Today, new advances in military medical developments have shaped the pioneering work that has developed the field of laser eye surgery, giving increased career opportunities and improved performance.

One of the world’s most eminent laser eye surgeons and ex-naval officer, Dr Schallhorn, created and initiated the first refractive surgery programmes for the US Armed Forces studying visual recovery and performance characteristics. He has since helped develop new technology and a procedure called Advanced CustomVue LASIK with Iris Registration (IR) Technology.

Optical Express has employed Dr Schallhorn as Chairman of its International Medical Advisory Board (IMAB) and has introduced this CustomVue procedure to all its clinics. Because your eyes and your vision are as unique to you as your fingerprints and DNA, this procedure makes it possible to provide tailored vision correction.

Before entering medical school, Dr Schallhorn had a successful career as a Naval Aviator and Topgun instructor in the US Navy. While he was a Topgun instructor at Miramar, screenwriter Jack Epps Jr interviewed him as the basis for the movie ‘Top Gun’. Though the movie is a fictitious portrayal of Naval Aviation, many of the events in the movie were based on stories relayed by Dr Schallhorn.
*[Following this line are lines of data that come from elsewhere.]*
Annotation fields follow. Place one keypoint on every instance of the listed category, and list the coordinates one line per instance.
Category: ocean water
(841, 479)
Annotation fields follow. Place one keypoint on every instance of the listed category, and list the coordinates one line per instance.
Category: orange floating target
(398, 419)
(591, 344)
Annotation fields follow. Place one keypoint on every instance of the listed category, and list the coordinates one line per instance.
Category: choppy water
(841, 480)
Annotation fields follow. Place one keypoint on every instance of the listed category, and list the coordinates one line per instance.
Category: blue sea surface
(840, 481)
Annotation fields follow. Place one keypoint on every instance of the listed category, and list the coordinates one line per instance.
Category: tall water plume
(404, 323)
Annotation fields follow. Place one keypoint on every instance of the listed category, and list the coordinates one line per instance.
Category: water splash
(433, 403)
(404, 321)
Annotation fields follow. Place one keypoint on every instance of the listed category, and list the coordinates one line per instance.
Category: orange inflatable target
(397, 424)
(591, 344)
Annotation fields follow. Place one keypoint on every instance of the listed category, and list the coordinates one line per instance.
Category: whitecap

Optical Express has treated many police officers and military personnel in the UK who have benefited greatly from laser eye surgery. From studies it can be concluded that approximately 50,000 procedures using the CustomVue technology are performed annually in Department of Defence refractive surgery centres.

Thousands of soldiers and airmen serving in Iraq have had the procedure which many describe as ‘life saving’ because of the harsh environment in which they are serving. In addition, every pilot treated that was outside visual qualification limits was returned to full flight status after surgery. The study also shows a 50 per cent improvement in rifle shoot accuracy after surgery, as measured in a controlled study using the ‘beam hit’ marksmanship system.

Today, more than 10 per cent of all personnel entering navy flight training have had a refractive procedure and figures show that growing numbers of UK police officers are also benefiting.